Critical Pitting Temperature - Any of the above-mentioned instruments can perform critical pitting temperature experiments but you will also need a TDC5 temperature controller (or equivalent), FlexCell, heating mantle, stirring motor, and stirring rod kit.  

Electrochemical Corrosion Q & A

What is electrochemical corrosion?

Most metallic corrosion occurs via electrochemical reactions at the interface between the metal and an electrolyte solution.   

Corrosion is a chemical process whereby materials deteriorate as part of the oxidation process. Corrosion typically occurs when a metal is under stress or is in an anaerobic, or airless, environment. Metal ions dissolve and are taken up by a depolarizer, typically Oxygen.  

Why is corrosion an electrochemical process?

Corrosion is an electrochemical process because it is the process where electrons move from one area of a metal surface to another through an environment hospitable to ions. Liquid, in some form, typically acts as an electrolyte that reacts chemically with the metal surfaces.  

Corrosion normally occurs at a rate determined by an equilibrium between opposing electrochemical reactions. The slowest chemical reaction between ions controls how fast corrosion occurs. It happens because of metals tendency to return to its naturally occurring state, as an oxide or ore.  

One reaction is the anodic reaction, in which a metal is oxidized, releasing electrons into the metal.  

What is the difference between chemical and electrochemical corrosion?

Chemical corrosion occurs in wet conditions such as the presence of electrolyte or moisture. Electrochemical corrosion takes place by an electrochemical attack of corrosive environment on the surface of metal. Electrochemical corrosion is typically faster than chemical corrosion. It is typically more common and more severe.   

What four things are necessary for electrochemical corrosion to occur?

The four things needed for electrochemical corrosion are: anode, cathode, electrolyte, and a return current path.  

Anodic and Cathodic reactions

Anode - The electrode where galvanic reactions generate electrons.  Negative ions are discharged - positive ions are formed. Corrosion occurs at the anode.  

Cathode - The electrode that receives electrons - positive ions are discharged, negative ions are formed. The cathode is protected from corrosion.  

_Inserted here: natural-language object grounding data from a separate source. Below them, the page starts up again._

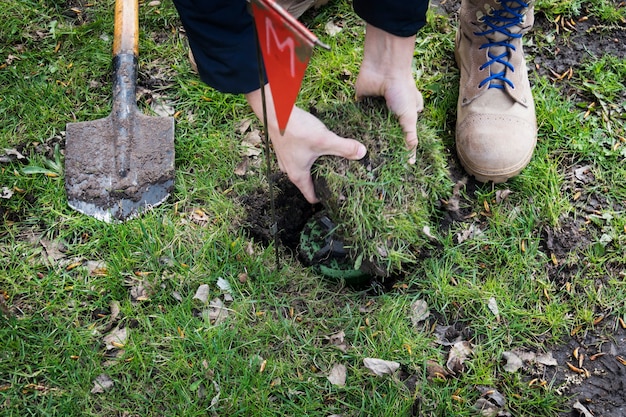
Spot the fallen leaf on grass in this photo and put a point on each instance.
(55, 251)
(202, 294)
(338, 340)
(419, 312)
(459, 352)
(223, 285)
(447, 335)
(492, 304)
(380, 367)
(96, 268)
(469, 233)
(492, 403)
(101, 384)
(216, 397)
(513, 362)
(243, 126)
(435, 371)
(115, 310)
(337, 375)
(251, 142)
(199, 217)
(141, 291)
(163, 109)
(116, 339)
(501, 195)
(241, 168)
(6, 193)
(217, 312)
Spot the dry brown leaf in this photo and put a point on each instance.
(338, 340)
(242, 126)
(55, 251)
(253, 138)
(469, 233)
(115, 310)
(492, 304)
(435, 371)
(96, 268)
(202, 294)
(337, 375)
(380, 367)
(141, 291)
(217, 312)
(513, 362)
(101, 384)
(502, 195)
(419, 312)
(116, 338)
(242, 167)
(6, 193)
(459, 352)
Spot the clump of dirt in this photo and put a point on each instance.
(291, 209)
(598, 380)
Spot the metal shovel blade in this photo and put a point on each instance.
(94, 182)
(121, 165)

Most metallic corrosion occurs via electrochemical reactions at the interface between the metal and an electrolyte solution.

Electrolyte - The conductor through which current is carried. Electrolytes include aqueous solutions or other liquids.  

The potential of the metal is the means by which the anodic and cathodic reactions are kept in balance.

Return Current Path - The metallic pathway connecting the anode to the cathode. It is often the underlying metal substrate.